How do you solve \[\dfrac{1}{6a}+\dfrac{1}{3{{a}^{2}}}=\dfrac{1}{3a}\] and find any extraneous solutions?

Answer 1

Hint: For the question \[\dfrac{1}{6a}+\dfrac{1}{3{{a}^{2}}}=\dfrac{1}{3a}\] it is asked to solve for the value of x and find if there are any extraneous solutions. For this question by multiplying the both sides with the variable a and do some arithmetical calculations using operations like multiplication and addition and thus find the solution. To find whether it has extraneous solutions or not we will substitute the answer we got in the same given question and check whether it is extraneous or not which is discussed and done below according to the given question.

Complete step by step solution:
So, firstly for the equation we will multiply with a on both sides of the equation. The equation will be reduced as follows.
\[\Rightarrow \dfrac{1a}{6a}+\dfrac{1a}{3{{a}^{2}}}=\dfrac{1a}{3a}\]
For this equation we will cancel the numerator and denominator which are the same then the equation will be reduced as follows.
\[\Rightarrow \dfrac{1}{6}+\dfrac{1}{3a}=\dfrac{1}{3}\]
Here we will do the basic arithmetic property of maths, that is we will shift the left hand side term to the right hand side of the equation then after doing it the equation will be reduced as follows.
\[\Rightarrow \dfrac{1}{3a}=\dfrac{1}{3}-\dfrac{1}{6}\]
Here for this equation we will add the numerator on the left hand side of the equation then it will be reduced as follows.
\[\Rightarrow \dfrac{1}{3a}=\dfrac{1}{6}\]
Here we will multiply the whole equation with 3 that is on both sides of the equation and get the required solution that is the value of a as follows.
\[\Rightarrow a=2\]
This is the only solution. All that is left to do is check whether or not it is extraneous (that is, it doesn’t actually work when we plug it back in due causing division by 0 or something of that nature). To do this, we have to just plug it back that is 2 for a into the original equation and check to make sure we get the right answer.

Here in this we will substitute 5 which we got as a solution in the question then the equation will be reduced as follows.
\[\Rightarrow \dfrac{1}{6a}+\dfrac{1}{3{{a}^{2}}}=\dfrac{1}{3a}\]
\[\Rightarrow \dfrac{1}{12}+\dfrac{1}{3\times 4}=\dfrac{1}{3\times 2}\]
\[\Rightarrow \dfrac{1}{12}+\dfrac{1}{12}=\dfrac{1}{6}\]
\[\Rightarrow \dfrac{1}{6}=\dfrac{1}{6}\]
Here the solution works, so it is not extraneous.

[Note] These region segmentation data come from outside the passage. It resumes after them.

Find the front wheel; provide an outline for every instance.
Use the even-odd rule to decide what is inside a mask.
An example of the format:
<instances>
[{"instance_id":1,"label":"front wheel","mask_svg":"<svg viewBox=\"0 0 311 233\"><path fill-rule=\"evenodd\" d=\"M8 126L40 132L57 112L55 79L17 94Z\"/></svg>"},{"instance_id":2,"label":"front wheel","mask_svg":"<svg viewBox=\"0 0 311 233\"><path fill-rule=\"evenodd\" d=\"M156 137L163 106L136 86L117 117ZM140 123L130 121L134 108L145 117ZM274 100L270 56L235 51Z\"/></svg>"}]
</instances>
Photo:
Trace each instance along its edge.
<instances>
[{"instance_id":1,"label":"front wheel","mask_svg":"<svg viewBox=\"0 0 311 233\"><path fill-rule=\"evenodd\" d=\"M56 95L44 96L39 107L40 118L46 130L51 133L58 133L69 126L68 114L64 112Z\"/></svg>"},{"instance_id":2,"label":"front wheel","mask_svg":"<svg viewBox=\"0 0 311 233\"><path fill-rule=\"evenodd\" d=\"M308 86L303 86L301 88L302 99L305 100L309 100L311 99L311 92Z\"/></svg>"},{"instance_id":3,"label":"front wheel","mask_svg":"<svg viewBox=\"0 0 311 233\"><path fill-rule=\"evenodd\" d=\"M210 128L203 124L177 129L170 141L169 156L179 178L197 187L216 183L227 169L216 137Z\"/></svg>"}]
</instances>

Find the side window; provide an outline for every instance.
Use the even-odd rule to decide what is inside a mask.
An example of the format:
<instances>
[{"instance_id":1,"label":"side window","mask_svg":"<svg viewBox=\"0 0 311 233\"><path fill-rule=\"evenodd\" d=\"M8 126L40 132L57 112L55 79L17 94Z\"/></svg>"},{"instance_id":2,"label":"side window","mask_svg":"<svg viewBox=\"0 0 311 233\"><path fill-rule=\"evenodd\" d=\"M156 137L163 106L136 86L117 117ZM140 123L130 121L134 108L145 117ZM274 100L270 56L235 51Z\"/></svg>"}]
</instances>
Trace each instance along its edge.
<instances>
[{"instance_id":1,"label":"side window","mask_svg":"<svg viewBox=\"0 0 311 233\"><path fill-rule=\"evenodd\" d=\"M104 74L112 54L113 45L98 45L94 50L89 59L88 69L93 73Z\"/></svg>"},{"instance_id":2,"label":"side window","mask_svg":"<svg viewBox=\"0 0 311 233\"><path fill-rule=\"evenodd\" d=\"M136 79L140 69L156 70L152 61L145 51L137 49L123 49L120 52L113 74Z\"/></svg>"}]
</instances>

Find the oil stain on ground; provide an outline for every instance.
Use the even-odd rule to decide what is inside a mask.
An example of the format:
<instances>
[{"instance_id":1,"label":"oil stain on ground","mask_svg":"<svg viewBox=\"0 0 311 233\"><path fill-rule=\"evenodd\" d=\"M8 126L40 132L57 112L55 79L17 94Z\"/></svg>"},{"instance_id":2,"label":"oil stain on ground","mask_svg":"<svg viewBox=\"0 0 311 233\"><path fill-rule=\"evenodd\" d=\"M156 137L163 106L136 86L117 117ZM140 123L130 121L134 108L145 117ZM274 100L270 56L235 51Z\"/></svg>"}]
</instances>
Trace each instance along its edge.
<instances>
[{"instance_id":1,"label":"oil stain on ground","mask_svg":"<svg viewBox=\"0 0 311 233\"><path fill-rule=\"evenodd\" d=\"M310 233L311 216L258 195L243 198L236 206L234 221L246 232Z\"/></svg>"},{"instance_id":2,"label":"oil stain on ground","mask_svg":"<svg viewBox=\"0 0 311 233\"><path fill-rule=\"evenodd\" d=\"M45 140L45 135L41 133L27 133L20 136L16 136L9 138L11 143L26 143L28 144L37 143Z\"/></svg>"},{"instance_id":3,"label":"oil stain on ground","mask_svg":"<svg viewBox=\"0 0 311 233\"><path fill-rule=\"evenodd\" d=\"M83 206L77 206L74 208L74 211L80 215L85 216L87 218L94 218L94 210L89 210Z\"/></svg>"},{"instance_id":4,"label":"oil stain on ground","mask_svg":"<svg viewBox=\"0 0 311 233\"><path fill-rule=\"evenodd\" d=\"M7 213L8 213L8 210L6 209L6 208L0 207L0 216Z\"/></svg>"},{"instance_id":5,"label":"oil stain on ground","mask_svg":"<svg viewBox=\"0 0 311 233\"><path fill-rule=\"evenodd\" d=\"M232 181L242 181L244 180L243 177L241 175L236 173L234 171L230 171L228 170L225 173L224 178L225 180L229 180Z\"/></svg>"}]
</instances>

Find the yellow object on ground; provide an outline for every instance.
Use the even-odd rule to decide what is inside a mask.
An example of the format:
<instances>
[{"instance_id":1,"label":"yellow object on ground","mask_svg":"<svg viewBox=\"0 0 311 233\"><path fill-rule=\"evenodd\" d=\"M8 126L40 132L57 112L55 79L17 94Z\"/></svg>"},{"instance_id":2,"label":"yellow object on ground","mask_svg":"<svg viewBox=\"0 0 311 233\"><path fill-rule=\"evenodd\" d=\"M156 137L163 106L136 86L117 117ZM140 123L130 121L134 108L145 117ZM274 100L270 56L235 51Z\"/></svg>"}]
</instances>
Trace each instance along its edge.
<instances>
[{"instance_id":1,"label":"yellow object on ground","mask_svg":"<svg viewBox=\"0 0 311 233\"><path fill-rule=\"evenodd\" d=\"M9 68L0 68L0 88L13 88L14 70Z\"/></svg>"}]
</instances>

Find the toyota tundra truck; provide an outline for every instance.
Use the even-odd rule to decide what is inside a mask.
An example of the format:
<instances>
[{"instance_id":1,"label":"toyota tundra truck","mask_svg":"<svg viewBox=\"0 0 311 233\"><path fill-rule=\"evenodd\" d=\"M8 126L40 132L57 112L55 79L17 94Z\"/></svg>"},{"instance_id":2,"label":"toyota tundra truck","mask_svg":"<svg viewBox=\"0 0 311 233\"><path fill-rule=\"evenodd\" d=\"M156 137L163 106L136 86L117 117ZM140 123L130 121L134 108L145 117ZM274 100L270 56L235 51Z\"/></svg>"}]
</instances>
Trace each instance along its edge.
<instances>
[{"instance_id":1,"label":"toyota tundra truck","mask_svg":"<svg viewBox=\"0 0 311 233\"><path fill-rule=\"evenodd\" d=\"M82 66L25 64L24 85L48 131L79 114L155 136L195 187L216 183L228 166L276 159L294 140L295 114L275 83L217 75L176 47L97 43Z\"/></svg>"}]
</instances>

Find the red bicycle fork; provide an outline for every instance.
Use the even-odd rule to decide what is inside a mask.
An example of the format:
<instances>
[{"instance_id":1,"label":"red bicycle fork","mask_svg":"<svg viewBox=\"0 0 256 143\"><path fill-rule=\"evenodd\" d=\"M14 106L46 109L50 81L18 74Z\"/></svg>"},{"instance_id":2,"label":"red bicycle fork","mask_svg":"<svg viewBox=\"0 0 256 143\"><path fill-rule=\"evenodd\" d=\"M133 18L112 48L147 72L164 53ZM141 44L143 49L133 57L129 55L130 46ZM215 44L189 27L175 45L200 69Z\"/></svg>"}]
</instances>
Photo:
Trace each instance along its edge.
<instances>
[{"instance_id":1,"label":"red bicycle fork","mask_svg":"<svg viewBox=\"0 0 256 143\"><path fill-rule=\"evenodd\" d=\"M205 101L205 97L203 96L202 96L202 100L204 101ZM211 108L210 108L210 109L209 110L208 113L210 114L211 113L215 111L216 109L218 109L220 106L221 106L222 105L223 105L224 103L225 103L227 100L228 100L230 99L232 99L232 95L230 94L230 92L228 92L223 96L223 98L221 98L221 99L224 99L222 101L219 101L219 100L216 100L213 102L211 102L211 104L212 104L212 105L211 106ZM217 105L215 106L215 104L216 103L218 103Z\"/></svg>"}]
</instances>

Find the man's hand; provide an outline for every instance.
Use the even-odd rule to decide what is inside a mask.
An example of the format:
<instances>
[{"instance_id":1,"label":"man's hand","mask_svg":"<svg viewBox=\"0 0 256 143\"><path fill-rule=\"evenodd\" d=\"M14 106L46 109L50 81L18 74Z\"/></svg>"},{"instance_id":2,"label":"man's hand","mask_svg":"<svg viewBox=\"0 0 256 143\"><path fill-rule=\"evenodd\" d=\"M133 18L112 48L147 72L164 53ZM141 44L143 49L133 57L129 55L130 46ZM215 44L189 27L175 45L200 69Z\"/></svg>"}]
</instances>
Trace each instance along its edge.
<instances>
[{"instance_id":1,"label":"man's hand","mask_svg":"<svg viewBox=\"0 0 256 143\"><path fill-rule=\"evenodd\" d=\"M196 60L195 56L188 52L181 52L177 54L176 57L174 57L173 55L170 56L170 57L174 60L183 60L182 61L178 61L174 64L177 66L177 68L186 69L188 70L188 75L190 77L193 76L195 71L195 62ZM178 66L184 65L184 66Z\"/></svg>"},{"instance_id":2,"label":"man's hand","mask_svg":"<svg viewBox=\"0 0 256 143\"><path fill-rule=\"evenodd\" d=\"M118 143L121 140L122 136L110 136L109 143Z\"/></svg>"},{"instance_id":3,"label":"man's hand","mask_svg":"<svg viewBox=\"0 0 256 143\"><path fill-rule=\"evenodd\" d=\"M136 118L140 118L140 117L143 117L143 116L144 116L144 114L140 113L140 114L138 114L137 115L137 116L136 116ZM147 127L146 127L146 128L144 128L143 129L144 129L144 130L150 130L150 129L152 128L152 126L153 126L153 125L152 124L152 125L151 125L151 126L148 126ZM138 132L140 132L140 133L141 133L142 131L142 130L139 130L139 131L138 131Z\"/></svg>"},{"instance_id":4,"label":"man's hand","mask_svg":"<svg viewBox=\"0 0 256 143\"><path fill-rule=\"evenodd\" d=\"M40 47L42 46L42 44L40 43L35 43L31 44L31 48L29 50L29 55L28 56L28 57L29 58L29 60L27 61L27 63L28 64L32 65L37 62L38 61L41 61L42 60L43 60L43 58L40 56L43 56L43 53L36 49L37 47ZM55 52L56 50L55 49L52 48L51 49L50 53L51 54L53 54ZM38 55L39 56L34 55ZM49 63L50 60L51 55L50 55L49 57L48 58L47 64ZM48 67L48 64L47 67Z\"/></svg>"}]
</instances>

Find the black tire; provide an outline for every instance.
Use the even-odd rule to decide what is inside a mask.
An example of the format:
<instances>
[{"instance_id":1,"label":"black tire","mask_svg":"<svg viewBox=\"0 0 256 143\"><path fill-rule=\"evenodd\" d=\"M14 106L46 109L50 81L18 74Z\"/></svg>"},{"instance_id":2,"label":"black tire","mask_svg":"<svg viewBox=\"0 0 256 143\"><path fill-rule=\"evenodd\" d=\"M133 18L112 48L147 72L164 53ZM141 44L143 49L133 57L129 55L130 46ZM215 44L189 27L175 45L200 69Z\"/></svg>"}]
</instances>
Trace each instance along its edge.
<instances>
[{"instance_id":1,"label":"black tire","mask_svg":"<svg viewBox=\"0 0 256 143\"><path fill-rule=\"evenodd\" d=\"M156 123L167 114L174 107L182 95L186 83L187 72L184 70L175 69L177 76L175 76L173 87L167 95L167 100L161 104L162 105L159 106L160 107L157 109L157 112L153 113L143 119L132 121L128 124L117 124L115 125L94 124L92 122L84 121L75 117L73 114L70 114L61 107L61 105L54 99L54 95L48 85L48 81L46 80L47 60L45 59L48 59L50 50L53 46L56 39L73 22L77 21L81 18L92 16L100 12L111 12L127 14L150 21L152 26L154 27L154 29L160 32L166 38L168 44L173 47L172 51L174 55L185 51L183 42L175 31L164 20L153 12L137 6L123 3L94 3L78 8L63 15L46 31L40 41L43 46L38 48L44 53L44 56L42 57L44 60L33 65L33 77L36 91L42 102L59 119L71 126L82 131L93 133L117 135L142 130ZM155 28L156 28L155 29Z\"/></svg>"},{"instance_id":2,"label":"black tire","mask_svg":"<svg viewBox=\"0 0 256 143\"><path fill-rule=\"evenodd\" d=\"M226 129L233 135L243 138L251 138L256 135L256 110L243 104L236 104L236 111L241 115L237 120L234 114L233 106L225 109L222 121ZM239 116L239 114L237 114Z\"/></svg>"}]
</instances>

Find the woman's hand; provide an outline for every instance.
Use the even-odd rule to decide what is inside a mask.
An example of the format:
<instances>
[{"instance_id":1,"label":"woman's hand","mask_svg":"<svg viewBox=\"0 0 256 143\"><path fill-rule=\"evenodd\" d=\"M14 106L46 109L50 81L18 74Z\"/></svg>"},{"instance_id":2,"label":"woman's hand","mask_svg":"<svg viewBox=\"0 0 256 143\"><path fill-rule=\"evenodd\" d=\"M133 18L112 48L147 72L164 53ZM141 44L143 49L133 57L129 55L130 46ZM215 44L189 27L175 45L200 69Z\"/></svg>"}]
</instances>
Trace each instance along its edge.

Note: Students must be very careful in doing the calculations. To find whether the given question has an extraneous solution or not we have to substitute the value which we got in the same equation if it satisfies the given question is not extraneous if it doesn’t satisfy then it will be extraneous solutions. We should check if the function has an extraneous solution or not as an extraneous solution is the root of the equation which is transformed one which is not a root of the original given question because it is not there in the domain of the function.